In Paris erscheint der zweite Teil von François Mitterrands Memoiren – es geht um Vichy und den Beitrag des Präsidenten zur deutschen Wiedervereinigung  ■ Dorothea Hahn

Der Mann ist im Ersten Weltkrieg geboren, hat im Zweiten gekämpft. War nacheinander Gefangener, Flüchtling, Kollaborateur, Widerstandskämpfer und Minister mehrerer Nachkriegsregierungen, bevor er für Jahrzehnte in der Opposition verschwand. Er arbeitete als Jurist, verfaßte ein gutes Dutzend Bücher, leitete die Sozialistische Partei und wurde nach zahlreichen Anläufen 1981 Präsident seines Landes, was er länger blieb, als irgend jemand vor ihm.

François Mitterrands Vita umfaßt alle Kapitel der französischen Geschichte dieses Jahrhunderts. Er hat alle Höhen und Tiefen seiner Generation und die wechselvollen Beziehungen über die Landesgrenzen hinweg – besonders die nach Deutschland – miterlebt und – gestaltet. Er hat Zeit seines Erwachsenenlebens gegen General de Gaulle opponiert. Er kannte die Mächtigen der Welt aus nächster Nähe. Er war einer der Vorkämpfer der westeuropäischen Einigung. Und er konnte schreiben.

Direkt nach dem Ende seiner 14 Jahre im Elysee-Palast hatte sich der schwerkranke Mitterrand im vergangenen Mai an die Erinnerungsarbeit gemacht. Sechs Monate blieben ihm für die Gespräche mit dem 40 Jahre jüngeren Journalisten Georges-Marc Benamou.

Dessen wohlgesonnene Fragen bilden das Skelett für den Band „Mémoires interrompus“ (Unterbrochene Memoiren), das die beiden Themen Vichy und die Konkurrenz mit de Gaulle behandelt. Den anderen Memoirenband schrieb Mitterrand selbst. Noch wenige Tage vor seinem Tod am 8. Januar diesen Jahres hat er daran gesessen. Unter dem Titel „De l'Allemagne, de la France“, rekonstruiert der einstige Präsident darin seinen Beitrag zur deutsch-deutschen Vereinigung.

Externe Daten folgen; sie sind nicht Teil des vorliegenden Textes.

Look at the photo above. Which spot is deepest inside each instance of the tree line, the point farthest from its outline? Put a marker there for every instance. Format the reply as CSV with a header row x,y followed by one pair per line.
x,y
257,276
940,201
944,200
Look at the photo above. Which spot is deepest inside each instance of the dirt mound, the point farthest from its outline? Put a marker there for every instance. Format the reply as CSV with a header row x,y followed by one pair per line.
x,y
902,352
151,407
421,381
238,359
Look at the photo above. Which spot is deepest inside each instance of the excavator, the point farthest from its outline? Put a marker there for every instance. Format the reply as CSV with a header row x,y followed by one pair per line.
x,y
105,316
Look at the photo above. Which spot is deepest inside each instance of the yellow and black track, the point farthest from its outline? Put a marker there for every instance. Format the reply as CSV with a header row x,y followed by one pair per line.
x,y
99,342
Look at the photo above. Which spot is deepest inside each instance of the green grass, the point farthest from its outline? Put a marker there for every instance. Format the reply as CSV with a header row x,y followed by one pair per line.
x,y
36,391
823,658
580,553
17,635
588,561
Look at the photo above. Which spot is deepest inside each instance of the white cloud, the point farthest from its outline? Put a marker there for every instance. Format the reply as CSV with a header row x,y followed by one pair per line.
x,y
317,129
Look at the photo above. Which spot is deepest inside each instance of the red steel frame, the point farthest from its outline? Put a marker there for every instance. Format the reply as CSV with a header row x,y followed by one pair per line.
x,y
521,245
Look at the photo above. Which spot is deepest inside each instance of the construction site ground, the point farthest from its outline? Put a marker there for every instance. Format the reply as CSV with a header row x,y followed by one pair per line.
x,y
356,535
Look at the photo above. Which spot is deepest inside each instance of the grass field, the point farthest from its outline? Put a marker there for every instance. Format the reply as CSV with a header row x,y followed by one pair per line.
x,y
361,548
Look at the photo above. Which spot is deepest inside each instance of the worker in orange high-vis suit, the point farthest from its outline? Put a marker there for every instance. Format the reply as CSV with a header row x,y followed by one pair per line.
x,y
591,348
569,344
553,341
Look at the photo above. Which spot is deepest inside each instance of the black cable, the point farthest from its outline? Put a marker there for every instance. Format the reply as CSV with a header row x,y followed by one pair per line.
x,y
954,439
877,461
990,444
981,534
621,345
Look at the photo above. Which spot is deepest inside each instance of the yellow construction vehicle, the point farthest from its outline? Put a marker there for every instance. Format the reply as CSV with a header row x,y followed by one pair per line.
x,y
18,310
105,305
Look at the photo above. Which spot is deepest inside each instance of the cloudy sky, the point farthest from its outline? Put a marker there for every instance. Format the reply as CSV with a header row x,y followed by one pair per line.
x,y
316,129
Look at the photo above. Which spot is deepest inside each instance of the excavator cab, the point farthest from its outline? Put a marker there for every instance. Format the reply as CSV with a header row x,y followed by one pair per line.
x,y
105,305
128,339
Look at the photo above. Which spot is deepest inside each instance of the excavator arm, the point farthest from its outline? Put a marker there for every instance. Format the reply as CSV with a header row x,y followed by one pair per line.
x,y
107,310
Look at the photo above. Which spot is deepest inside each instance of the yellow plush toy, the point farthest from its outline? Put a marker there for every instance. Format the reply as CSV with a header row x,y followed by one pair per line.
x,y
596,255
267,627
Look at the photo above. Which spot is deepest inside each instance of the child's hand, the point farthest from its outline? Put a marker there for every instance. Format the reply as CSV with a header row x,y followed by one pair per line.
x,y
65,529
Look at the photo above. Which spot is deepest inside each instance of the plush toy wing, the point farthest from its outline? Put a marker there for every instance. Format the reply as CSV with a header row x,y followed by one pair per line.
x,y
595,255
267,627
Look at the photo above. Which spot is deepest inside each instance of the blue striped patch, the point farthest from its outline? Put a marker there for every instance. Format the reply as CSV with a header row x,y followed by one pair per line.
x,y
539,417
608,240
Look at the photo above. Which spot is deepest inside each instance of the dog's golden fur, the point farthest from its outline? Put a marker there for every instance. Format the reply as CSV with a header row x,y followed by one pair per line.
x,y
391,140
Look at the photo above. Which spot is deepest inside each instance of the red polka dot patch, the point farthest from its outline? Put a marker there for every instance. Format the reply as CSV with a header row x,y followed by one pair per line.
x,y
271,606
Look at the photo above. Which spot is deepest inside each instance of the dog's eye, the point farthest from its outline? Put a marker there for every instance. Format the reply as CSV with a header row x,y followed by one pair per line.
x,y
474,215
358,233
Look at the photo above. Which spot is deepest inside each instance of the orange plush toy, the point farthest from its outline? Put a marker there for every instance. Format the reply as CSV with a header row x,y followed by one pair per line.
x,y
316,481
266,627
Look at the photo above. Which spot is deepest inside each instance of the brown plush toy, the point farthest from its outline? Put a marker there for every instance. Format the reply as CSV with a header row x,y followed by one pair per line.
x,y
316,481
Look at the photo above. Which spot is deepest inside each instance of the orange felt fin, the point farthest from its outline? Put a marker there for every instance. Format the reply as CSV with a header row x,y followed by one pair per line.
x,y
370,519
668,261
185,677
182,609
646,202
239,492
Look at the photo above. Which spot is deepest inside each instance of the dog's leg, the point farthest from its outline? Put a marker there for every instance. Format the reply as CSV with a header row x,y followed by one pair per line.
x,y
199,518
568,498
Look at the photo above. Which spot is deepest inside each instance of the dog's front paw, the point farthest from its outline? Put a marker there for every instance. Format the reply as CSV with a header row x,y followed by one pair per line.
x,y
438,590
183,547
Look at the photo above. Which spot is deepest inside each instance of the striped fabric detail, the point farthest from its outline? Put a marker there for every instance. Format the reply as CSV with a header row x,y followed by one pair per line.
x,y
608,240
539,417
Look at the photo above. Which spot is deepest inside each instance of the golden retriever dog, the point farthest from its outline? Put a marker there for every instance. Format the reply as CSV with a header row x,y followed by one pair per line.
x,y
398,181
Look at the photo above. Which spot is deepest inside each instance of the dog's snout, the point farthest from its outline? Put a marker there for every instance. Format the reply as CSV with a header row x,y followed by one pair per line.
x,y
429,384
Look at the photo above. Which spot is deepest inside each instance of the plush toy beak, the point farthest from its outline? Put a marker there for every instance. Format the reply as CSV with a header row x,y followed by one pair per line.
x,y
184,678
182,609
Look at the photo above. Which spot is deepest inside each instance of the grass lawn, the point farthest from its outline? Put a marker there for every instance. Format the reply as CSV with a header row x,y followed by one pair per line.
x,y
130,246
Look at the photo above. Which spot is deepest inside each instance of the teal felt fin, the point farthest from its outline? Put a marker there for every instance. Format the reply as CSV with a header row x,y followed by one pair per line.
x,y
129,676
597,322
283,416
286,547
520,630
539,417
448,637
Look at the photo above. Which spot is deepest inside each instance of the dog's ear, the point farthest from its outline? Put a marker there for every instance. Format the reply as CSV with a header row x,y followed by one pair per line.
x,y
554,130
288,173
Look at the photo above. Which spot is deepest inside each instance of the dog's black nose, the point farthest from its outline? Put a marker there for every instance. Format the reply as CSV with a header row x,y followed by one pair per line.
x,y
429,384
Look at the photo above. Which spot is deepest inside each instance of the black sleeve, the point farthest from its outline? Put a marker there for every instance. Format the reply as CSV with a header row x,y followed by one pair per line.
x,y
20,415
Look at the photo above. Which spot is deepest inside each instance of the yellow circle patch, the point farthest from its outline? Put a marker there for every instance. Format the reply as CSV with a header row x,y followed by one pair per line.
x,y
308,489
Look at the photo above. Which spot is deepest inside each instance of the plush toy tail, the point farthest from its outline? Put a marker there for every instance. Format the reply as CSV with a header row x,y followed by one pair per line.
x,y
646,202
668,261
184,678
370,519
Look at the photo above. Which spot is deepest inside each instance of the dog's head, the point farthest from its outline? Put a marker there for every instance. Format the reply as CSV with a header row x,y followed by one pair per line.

Die Monate, die Mitterrand 1942 im Dienst des Regimes von Marschall Pétain verbrachte, rücken in den „Mémoires interrompus“ – wie schon während seiner auslaufenden Amtszeit im Elysee- Palast, als sich die öffentliche Diskussion immer mehr auf die rechtsextreme Jugend des sozialistischen Präsidenten konzentrierte – in den Vordergrund seiner Vita. Nach 18 Monaten im Stalag war dem jungen Mitterrand die Flucht aus Deutschland gelungen. Zurück in Frankreich, arbeitete er für den Marschall, der die Kapitulation unterzeichnet hatte und im freien Teil Frankreichs die „nationale Revolution“ vollzog, deren Werte „Arbeit, Vaterland, Familie“ hießen.

Von dem unter Pétain eingeführten „Judenstatut“ will Mitterrand nichts gewußt haben. Die Judensterne seien erst nach seinem Übertritt in die Résistance eingeführt worden. Er bestreitet auch, daß er selbst in Vichy einen „judenfreien“ Familienstammbaum vorlegen mußte. „Ich war kein Beamter, ich hatte einen Vertrag“, schreibt er. „Ich mußte keinen Eid ablegen, wie so viele andere, die später Karriere im reinen und harten Gaullismus gemacht haben.“

Der von Pétain mit dem hochrangigen „Francisque-Orden“ ausgezeichnete Mitterrand will in Vichy lediglich „subalterne Positionen“ besetzt haben. Zugleich macht er in seinen Memoiren keinen Hehl daraus, daß er „wie fast alle“ damals geglaubt habe, Marschall Pétain würde Frankreich schützen. „Das war ein Irrtum“, gibt der Memoirenautor zu und erklärt, daß ihm das ideologische Rüstzeug gefehlt habe, um die Lage richtig einzuschätzen.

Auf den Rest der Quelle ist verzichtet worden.